Title in part thanks to Jamie XX who is my new jam.
It's a bit crap, being the 1% of the population of female aspies. But this isn't about this. This is about the awesome. Because there is and I need to remember that. I joke about my superpowers - but sometimes it's not a joke. I can do some stuff other people can't do. Here's some of them.
I can't imagine monsters. My nightmares consist only what I have seen and experienced. Copper cisterns don't grow legs and chase me down the street - a thing that apparently my husband had nightmares about. I don't. My getting lost dreams consist of getting lost only in somewhere I have been. My faceless monster dreams always have faces. I didn't get scared as a kid of things I had imagined because I imagined nothing. And I'm super grateful for that. This has a downside - I can't imagine what something will feel like or be until I am in it, feeling it and experiencing it. But this too has an upside - I don't ever look at a hill and don't climb it on my bike (when I could ride), or not attempt a 100km ride because I know it will hurt. I don't know it will hurt until I've committed. And once you're committed? Well it's too late to quit out, isn't it.
I have a photographic memory. Not long term, only short term. But I can put a book down and retread the last page from memory. I can close my eyes and resee a spreadsheet page in its entirety. I didn't know I could do this really until very recently so it's only come in handy for comparing stats on item upgrades in role playing games. I wish I'd known I could do it when I worked with spreadsheets. But it's never too late to use an awesome superpower and this is one of mine. When I'm well I can also recall word for word conversations that have been had up to 6 months ago - again of varying usefulness - ask my husband about that ;0) - but nevertheless, it's a thing that I can do and it comes in handy sometimes. Like remembering exactly what was or wasn't said during a PIP assessment.
I see things differently. I'm not just talking about processing either. What I take away from a scene is undoubtedly different to most others. I see detail. I spot the other things people miss. I remember vividly those details and take them with me. This means I take photos differently - I'm looking to highlight something I've seen in those photos that others may have missed. It lends itself to to different joy - I gain so much joy from watching snowflakes fall, from rain falling through a steer lamps glow, from the ever changing moving sweeping murmurations as they scatter and form above my head.

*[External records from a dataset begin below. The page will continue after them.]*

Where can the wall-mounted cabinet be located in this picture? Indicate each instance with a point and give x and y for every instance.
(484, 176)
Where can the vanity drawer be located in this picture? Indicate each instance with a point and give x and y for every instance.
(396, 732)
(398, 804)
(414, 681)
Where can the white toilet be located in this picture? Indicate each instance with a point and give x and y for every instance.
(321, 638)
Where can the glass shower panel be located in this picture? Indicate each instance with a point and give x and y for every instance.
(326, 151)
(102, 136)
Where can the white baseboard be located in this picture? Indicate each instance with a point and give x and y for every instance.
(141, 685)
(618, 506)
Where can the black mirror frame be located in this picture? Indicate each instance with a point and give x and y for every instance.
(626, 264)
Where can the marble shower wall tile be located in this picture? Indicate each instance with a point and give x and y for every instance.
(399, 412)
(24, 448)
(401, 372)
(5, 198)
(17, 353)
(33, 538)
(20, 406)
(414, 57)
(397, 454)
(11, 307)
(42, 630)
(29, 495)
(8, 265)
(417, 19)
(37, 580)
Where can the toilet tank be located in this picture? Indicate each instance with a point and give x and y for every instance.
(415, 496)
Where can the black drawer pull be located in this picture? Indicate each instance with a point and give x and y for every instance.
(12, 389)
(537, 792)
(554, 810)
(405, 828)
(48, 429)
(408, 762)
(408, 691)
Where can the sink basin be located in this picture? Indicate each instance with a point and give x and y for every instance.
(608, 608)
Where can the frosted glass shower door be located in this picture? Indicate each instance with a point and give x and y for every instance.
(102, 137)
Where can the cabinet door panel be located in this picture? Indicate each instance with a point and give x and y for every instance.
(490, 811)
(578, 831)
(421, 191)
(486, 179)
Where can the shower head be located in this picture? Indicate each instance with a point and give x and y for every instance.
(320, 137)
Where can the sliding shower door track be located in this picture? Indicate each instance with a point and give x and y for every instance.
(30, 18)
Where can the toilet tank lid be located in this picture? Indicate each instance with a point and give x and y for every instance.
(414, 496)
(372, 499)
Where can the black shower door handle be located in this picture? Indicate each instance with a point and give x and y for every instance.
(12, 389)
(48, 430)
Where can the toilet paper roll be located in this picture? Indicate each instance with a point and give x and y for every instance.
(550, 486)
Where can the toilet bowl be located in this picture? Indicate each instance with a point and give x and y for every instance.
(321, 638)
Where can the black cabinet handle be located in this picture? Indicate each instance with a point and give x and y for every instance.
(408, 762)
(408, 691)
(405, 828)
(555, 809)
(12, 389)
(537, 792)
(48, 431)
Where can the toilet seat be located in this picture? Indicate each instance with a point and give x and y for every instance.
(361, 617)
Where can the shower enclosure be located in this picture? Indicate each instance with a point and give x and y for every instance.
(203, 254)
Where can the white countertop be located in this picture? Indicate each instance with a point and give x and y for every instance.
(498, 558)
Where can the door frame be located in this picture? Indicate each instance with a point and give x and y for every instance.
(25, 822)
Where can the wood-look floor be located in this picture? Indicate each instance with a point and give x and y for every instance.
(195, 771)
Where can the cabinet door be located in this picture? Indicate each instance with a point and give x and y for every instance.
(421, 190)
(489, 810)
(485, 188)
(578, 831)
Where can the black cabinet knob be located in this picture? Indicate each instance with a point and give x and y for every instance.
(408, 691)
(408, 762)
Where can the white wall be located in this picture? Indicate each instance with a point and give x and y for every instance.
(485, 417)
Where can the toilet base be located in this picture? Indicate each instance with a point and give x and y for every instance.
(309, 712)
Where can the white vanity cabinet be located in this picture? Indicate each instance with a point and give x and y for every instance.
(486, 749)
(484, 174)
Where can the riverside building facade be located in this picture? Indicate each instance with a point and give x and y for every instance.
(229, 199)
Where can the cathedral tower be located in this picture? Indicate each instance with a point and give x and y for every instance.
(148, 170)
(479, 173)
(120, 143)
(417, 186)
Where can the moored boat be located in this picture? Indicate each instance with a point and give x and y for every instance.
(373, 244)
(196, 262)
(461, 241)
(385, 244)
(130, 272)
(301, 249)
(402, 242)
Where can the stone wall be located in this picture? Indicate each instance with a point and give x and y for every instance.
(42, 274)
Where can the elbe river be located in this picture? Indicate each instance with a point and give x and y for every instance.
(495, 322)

I need to be outside. Outside and away and ideally up high. This need has given me some of the most beautiful moments of my life. Sunrises and sunsets in silence. Deer and red squirrels and badgers. I've seen birds of prey swooping and hunting from the side of a hill that put me at eye height at the hunt unrolled before my eyes. I've been inside clouds and above them. I have seen so many beautiful things.

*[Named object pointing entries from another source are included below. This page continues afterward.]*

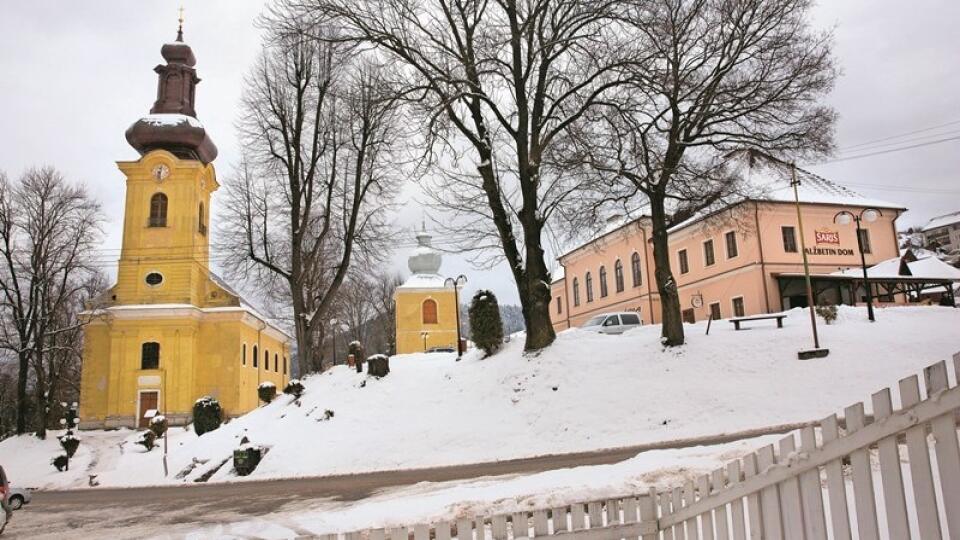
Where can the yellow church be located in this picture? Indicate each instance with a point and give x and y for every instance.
(170, 331)
(426, 306)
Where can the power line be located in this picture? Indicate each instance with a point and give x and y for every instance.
(889, 151)
(865, 143)
(921, 138)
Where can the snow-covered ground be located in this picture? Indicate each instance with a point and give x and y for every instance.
(434, 502)
(585, 392)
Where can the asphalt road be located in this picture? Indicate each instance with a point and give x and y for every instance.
(175, 510)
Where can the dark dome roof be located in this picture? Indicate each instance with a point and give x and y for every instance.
(172, 123)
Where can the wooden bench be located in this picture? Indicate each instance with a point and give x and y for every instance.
(778, 316)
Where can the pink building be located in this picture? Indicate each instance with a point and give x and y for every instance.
(742, 260)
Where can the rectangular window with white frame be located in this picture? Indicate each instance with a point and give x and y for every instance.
(737, 304)
(732, 248)
(789, 234)
(709, 259)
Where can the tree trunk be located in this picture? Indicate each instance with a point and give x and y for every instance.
(304, 348)
(22, 373)
(672, 323)
(535, 297)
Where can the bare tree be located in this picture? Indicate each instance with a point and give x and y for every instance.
(501, 82)
(384, 287)
(320, 136)
(717, 75)
(48, 229)
(355, 306)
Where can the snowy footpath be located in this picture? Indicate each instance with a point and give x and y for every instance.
(586, 392)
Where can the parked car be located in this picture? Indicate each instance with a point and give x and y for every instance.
(612, 323)
(18, 497)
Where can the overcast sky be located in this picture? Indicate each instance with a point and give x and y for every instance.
(75, 75)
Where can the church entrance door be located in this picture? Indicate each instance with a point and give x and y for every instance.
(148, 400)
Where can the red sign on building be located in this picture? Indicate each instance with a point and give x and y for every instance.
(828, 237)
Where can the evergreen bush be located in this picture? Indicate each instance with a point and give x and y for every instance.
(70, 443)
(158, 425)
(486, 327)
(294, 388)
(61, 462)
(378, 365)
(147, 439)
(267, 391)
(828, 313)
(207, 415)
(356, 349)
(246, 458)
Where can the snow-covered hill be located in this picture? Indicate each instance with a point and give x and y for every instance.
(585, 392)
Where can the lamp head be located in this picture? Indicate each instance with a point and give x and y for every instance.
(843, 218)
(870, 215)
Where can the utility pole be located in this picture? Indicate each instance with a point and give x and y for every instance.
(816, 352)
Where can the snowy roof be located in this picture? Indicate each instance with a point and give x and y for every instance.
(557, 274)
(424, 281)
(763, 179)
(170, 119)
(942, 221)
(926, 268)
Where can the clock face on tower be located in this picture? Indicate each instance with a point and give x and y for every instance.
(161, 172)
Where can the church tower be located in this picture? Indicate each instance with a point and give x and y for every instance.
(170, 331)
(426, 306)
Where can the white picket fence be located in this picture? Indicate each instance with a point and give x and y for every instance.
(788, 492)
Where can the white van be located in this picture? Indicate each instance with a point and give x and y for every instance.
(612, 323)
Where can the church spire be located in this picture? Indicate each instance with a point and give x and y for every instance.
(172, 123)
(180, 27)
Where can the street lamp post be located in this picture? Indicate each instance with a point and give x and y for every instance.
(457, 282)
(333, 330)
(869, 215)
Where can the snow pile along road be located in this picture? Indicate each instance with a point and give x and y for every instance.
(586, 392)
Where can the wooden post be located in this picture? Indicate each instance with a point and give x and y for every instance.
(806, 271)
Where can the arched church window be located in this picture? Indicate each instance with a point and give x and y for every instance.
(618, 275)
(150, 355)
(603, 281)
(158, 210)
(635, 268)
(429, 309)
(202, 226)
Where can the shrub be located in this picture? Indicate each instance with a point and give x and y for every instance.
(61, 462)
(294, 388)
(828, 313)
(147, 439)
(70, 443)
(267, 391)
(246, 458)
(486, 326)
(378, 365)
(356, 349)
(207, 415)
(158, 425)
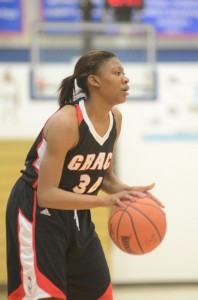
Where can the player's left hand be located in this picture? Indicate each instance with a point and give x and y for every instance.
(144, 192)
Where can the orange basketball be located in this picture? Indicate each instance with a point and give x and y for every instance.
(139, 227)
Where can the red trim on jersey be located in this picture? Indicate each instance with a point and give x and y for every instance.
(108, 295)
(79, 112)
(17, 294)
(35, 184)
(43, 282)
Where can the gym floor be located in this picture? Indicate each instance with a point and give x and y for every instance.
(150, 292)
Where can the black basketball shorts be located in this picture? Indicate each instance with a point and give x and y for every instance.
(50, 254)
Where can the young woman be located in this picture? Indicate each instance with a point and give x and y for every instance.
(53, 250)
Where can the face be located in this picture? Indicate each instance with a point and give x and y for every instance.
(112, 82)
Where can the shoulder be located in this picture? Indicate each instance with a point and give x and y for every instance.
(62, 122)
(118, 119)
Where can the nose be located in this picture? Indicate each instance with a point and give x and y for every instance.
(126, 79)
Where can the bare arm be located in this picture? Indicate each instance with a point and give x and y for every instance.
(112, 184)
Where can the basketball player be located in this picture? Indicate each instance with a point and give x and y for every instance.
(53, 251)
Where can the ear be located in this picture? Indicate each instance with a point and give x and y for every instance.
(93, 80)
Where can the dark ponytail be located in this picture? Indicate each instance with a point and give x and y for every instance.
(66, 90)
(87, 64)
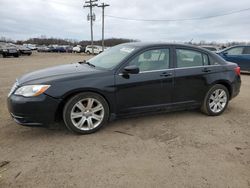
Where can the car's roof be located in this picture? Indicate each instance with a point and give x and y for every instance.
(149, 44)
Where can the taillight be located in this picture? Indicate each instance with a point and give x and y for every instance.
(237, 70)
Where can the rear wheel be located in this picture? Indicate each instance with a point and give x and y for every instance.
(86, 113)
(216, 100)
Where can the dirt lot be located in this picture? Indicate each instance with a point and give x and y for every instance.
(181, 149)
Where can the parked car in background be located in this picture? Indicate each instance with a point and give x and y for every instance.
(68, 49)
(8, 50)
(24, 50)
(211, 48)
(127, 79)
(237, 54)
(96, 49)
(59, 49)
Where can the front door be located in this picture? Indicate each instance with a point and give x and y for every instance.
(151, 87)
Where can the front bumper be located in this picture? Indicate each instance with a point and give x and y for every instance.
(33, 111)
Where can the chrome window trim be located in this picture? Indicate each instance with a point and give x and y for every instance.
(142, 72)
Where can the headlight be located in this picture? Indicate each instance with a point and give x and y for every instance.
(31, 90)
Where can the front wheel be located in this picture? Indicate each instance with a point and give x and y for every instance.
(86, 113)
(216, 100)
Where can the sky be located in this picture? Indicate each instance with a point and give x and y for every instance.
(23, 19)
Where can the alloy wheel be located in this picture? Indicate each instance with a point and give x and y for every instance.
(217, 100)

Because of my visual memory I never forget a single one of those moments. I don't need to consciously snapshot. Every moss covered boulder I've stood on to watch a waterfall crash to the ground. Every mosaic I've ever stood on. Every painting I've ever really properly looked at. All instantly recalled like magic for me to resee whenever I need to.
Animas like me. This makes wildlife parks a joy. But it also means a vet calls me a hamster whisperer, able to calm frightened and panicking animas. I can bring peace and calm because I understand the anxiety so acutely - a thing that perhaps could be a curse when it comes to humans, is only a gift when it comes to animals.

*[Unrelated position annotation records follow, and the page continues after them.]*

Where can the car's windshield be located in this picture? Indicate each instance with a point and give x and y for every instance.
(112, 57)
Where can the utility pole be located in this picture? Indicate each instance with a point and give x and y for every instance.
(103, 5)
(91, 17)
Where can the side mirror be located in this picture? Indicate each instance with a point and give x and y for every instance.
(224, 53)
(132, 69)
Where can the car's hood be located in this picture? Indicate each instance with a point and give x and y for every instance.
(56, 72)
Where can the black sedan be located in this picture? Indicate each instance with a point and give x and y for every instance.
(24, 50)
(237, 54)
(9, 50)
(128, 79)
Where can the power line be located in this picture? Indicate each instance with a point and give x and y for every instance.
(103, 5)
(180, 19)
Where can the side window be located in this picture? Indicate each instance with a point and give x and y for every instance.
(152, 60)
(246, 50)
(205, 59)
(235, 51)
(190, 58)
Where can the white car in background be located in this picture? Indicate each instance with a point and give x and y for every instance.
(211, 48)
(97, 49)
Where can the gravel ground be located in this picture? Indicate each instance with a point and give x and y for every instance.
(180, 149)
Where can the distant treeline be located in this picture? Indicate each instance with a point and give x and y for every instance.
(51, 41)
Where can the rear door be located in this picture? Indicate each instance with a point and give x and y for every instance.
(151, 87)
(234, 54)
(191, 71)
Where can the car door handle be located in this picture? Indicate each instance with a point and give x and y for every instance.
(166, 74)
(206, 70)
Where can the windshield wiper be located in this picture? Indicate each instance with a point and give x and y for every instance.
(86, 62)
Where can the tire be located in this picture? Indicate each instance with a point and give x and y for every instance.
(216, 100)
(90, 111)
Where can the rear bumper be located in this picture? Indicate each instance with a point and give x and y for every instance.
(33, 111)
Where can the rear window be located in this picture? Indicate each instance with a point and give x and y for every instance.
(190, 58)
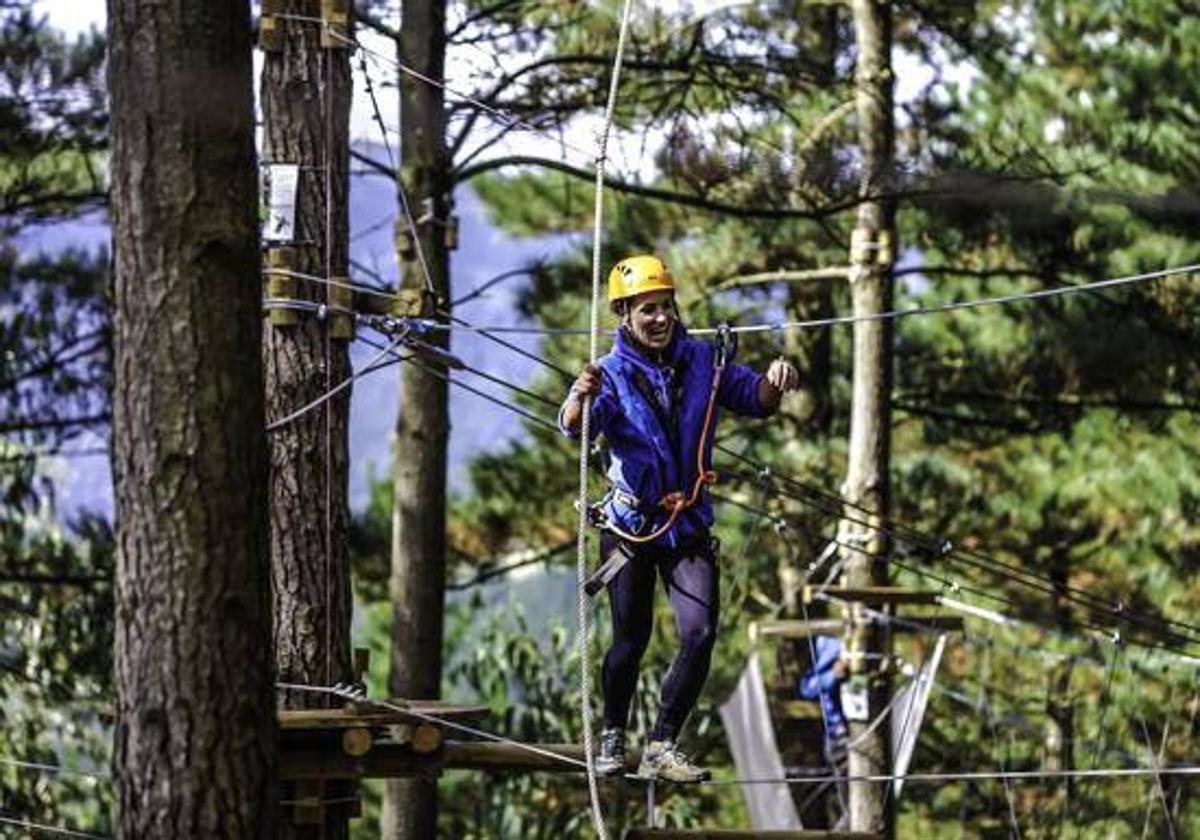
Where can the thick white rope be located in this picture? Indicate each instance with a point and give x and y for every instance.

I have a fantastic aspie sixth sense. It has saved my behind on numerous occasions. I can't tell you why we shouldn't be in the middle of that crowd right now. I can't tell you why I'm stood on this bench while the crowd crushes around me. I can't tell you why we shouldn't walk down that street that we've walked down every night for the last year without incident. I only know we shouldn't and that I've been right enough times to know I should always always listen.
I have sensory overload. But I also have heightened senses. This means I am an epic spinner of yarn. I can close my eyes and feel the way the wheel works, feel just the right amount of twist that goes into the fluff. I am also an intuitive person when it comes to colour. I've never studied either. Never been taught either. And yet I just know when something will work and when it won't.
I am a fantastic driver. The healthy avoidance of others in my space translates to someone who always always knows where everyone else is, what they think they're going to do next and what they're actually going to next. I profile everyone, profile everything, threat assessing, yes, but it makes me hyper aware of situations unraveling and when I should be nowhere near that happening.
Being aspie is hard. Hard work. The world is very hard for us to be in. But it really does come with some perks and these are just a few of mine.